Mas, de novo, não é claro, pelo menos definitivamente claro, como deve ser lida, na sua expressão maioritária, a exceção que estamos a viver. A reação social e política a que temos assistido não tem aceitado que o fantasma do caos económico e social pós-pandemia perturbe o enfrentamento da pandemia. Não tem aceitado o primado da economia sobre o respeito da vida de cada um, não importa a idade ou a condição. E, verdadeiramente, não tem feito das prorrogativas do estado de exceção o essencial da sua ação nesta crise.

Pelo contrário, é mais o sentido de comunidade, naturalmente sob um imprescindível concerto governamental, que nos tem regulado, até ver de forma não desestruturada. O que não dispensa algum tipo de monitorização recíproca e de apoio continuado dos poderes públicos. Mas, por difíceis que sejam estes dias de confinamento domiciliário, parece não ser a normalização da exceção o que está em curso.

A subordinação da necessidade económica à exigência ética de salvar as vidas, não importa o seu potencial produtivo – leia-se idade –, não é o único aspeto a sublinhar na resposta à pandemia. Além disso, é preciso perceber que a paragem forçada da sociedade é feita, no fundamental, em nome da proteção dos mais velhos, num exercício de solidariedade intergeracional global, que é das famílias em primeiro lugar, mas é também das instituições políticas.

Neste sentido preciso, a vida tem sabido dizer não à lógica da sobrevivência, e a humanidade até agora tem recusado a sua redução à biologia. Mas estamos cientes de que a suspensão do quotidiano habitual, muitas vezes de mera sobrevivência – ironicamente em nome da sobrevivência dos que amamos – é um compasso de tempo em que sustemos a respiração. Até que ponto a podemos suster?

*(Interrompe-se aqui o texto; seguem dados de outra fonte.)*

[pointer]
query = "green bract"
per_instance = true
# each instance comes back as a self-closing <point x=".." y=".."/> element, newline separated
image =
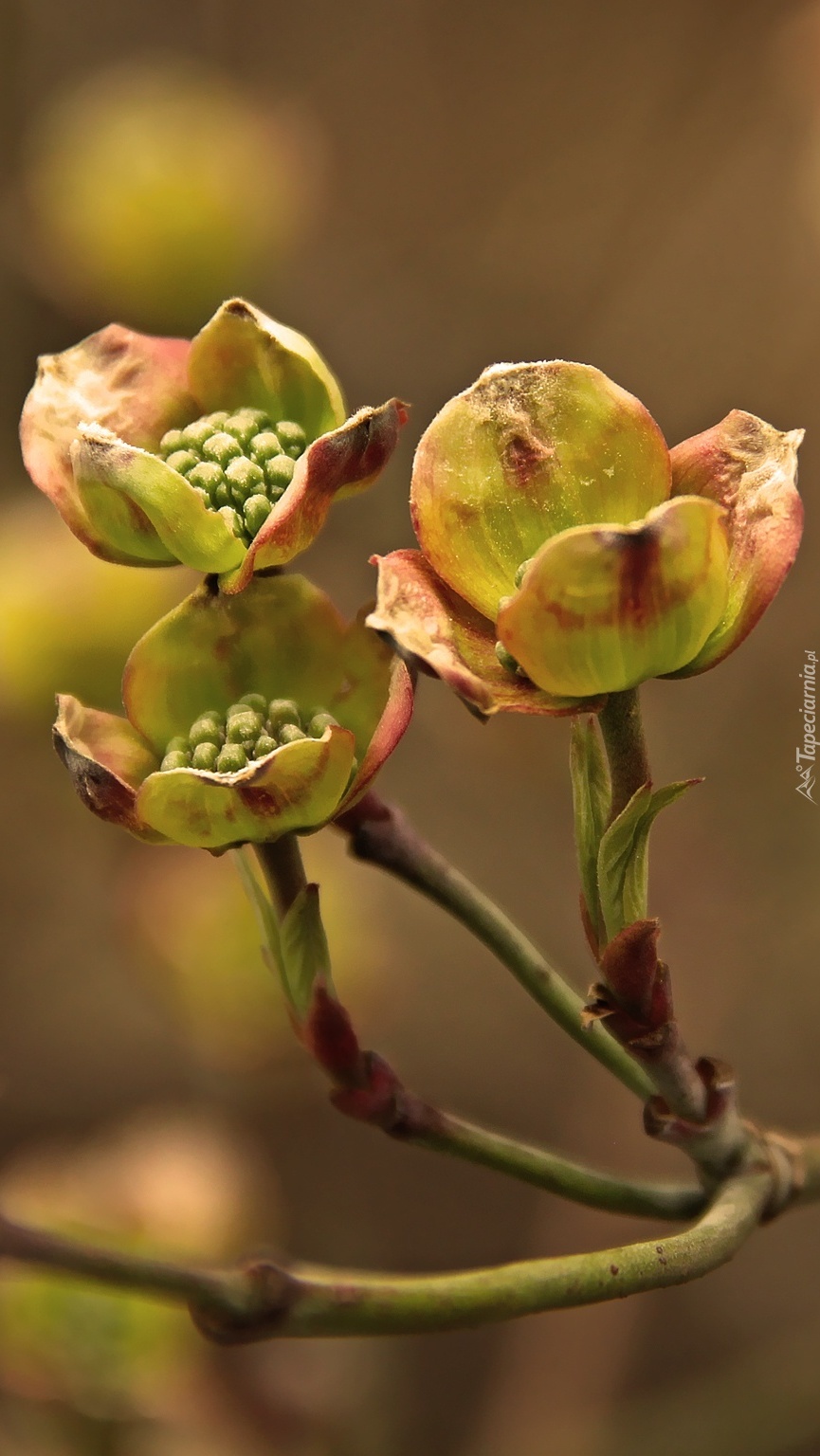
<point x="301" y="708"/>
<point x="223" y="453"/>
<point x="567" y="554"/>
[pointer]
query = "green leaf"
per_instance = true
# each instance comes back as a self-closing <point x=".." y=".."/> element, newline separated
<point x="622" y="865"/>
<point x="263" y="910"/>
<point x="592" y="798"/>
<point x="304" y="956"/>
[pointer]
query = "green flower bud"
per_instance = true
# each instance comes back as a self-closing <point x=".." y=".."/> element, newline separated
<point x="245" y="424"/>
<point x="292" y="437"/>
<point x="222" y="447"/>
<point x="279" y="472"/>
<point x="230" y="519"/>
<point x="319" y="722"/>
<point x="206" y="757"/>
<point x="244" y="727"/>
<point x="207" y="477"/>
<point x="505" y="659"/>
<point x="195" y="436"/>
<point x="292" y="734"/>
<point x="245" y="480"/>
<point x="182" y="461"/>
<point x="257" y="511"/>
<point x="257" y="702"/>
<point x="264" y="746"/>
<point x="265" y="446"/>
<point x="207" y="730"/>
<point x="173" y="440"/>
<point x="232" y="759"/>
<point x="175" y="760"/>
<point x="282" y="711"/>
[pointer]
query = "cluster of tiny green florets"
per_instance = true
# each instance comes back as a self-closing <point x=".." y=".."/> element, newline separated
<point x="241" y="464"/>
<point x="249" y="730"/>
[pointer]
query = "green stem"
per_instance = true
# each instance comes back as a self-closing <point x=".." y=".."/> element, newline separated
<point x="625" y="746"/>
<point x="320" y="1301"/>
<point x="382" y="836"/>
<point x="119" y="1270"/>
<point x="445" y="1133"/>
<point x="264" y="1299"/>
<point x="411" y="1119"/>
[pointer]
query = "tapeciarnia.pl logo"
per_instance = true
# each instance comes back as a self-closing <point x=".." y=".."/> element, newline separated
<point x="806" y="755"/>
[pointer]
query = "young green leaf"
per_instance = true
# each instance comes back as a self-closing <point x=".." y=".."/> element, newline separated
<point x="622" y="866"/>
<point x="592" y="800"/>
<point x="304" y="954"/>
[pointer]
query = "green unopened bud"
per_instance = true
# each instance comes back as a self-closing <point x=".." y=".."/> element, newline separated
<point x="222" y="447"/>
<point x="173" y="440"/>
<point x="282" y="711"/>
<point x="206" y="755"/>
<point x="232" y="759"/>
<point x="206" y="730"/>
<point x="207" y="477"/>
<point x="279" y="472"/>
<point x="244" y="480"/>
<point x="255" y="513"/>
<point x="292" y="437"/>
<point x="195" y="434"/>
<point x="245" y="424"/>
<point x="175" y="760"/>
<point x="232" y="520"/>
<point x="182" y="461"/>
<point x="505" y="659"/>
<point x="264" y="746"/>
<point x="319" y="722"/>
<point x="244" y="727"/>
<point x="255" y="702"/>
<point x="265" y="446"/>
<point x="290" y="733"/>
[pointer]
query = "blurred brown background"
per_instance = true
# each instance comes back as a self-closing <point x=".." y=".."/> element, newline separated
<point x="424" y="190"/>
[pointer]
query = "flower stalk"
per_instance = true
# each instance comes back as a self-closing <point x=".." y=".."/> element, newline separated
<point x="380" y="834"/>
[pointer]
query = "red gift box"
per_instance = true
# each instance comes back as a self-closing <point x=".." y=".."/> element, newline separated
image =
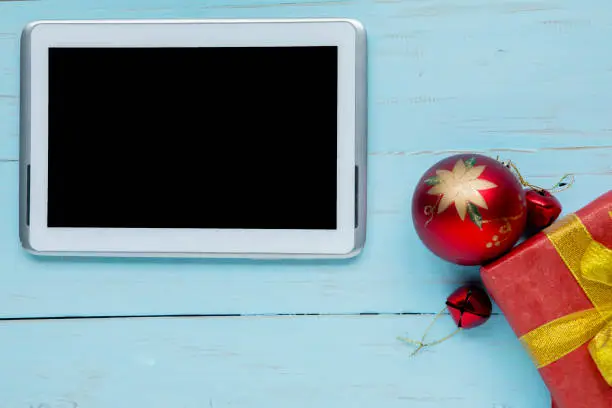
<point x="538" y="283"/>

De novo como ironia, ou como consciência de paradoxo, a precariedade maior deslocou-se para esta suspensão em que todos estamos coletivamente empenhados. Suspendemos a vida que levávamos para sobreviver, decidimos a precariedade coletiva extrema de suspender toda a precariedade.

Mas esta suspensão do tempo corre o risco de ocultar quase totalitariamente imensas invisibilidades que se tornaram ainda mais opacas e que não cessam de acontecer: a invisibilidade do despedimento ilegal, ou da não renovação do contrato, a invisibilidade da violência doméstica ou do descuido no cuidado ao outro… A suspensão prende-nos a todos, mas uma parte de nós está já a ficar para trás. Não sabemos quantos e em que condições, contudo não é difícil imaginar que serão muitas pessoas.

Uma outra invisibilidade disseminada vislumbra-se, por exemplo, nas pequenas saídas à rua e no modo como o transeunte é evitado pelo desviar do trajeto, mas, também, do olhar e do reconhecimento da sua presença. O outro estranho passou a ser uma ameaça potencial por receio de eventual contágio. Com o prolongamento do período de quarentena a invisibilidade do medo pode tornar-se corrosiva e comprometer drasticamente o sentido de comunidade.

Para impedir que estas invisibilidades nos dominem, a solidariedade que sustentamos como se sustivéssemos a respiração, uns longe dos outros, mas, em cada gesto nosso, com a mente nos outros, tem de ser modelo e valor para que esta não expluda em desigualdades e opressão social. Veremos até que ponto a propensão para a solidariedade pode ser o motor de um questionamento e de um sentido de ação para o futuro que nos aguarda.

 

André Barata é autor do livro E se Parássemos de Sobreviver: Pequeno Livro para Pensar e Agir contra a Ditadura do Tempo, Documenta, 2018.

Renato Miguel do Carmo é co-autor do livro A Miséria do Tempo: Vidas Suspensas pelo Desemprego, Tinta-da-China, 2020.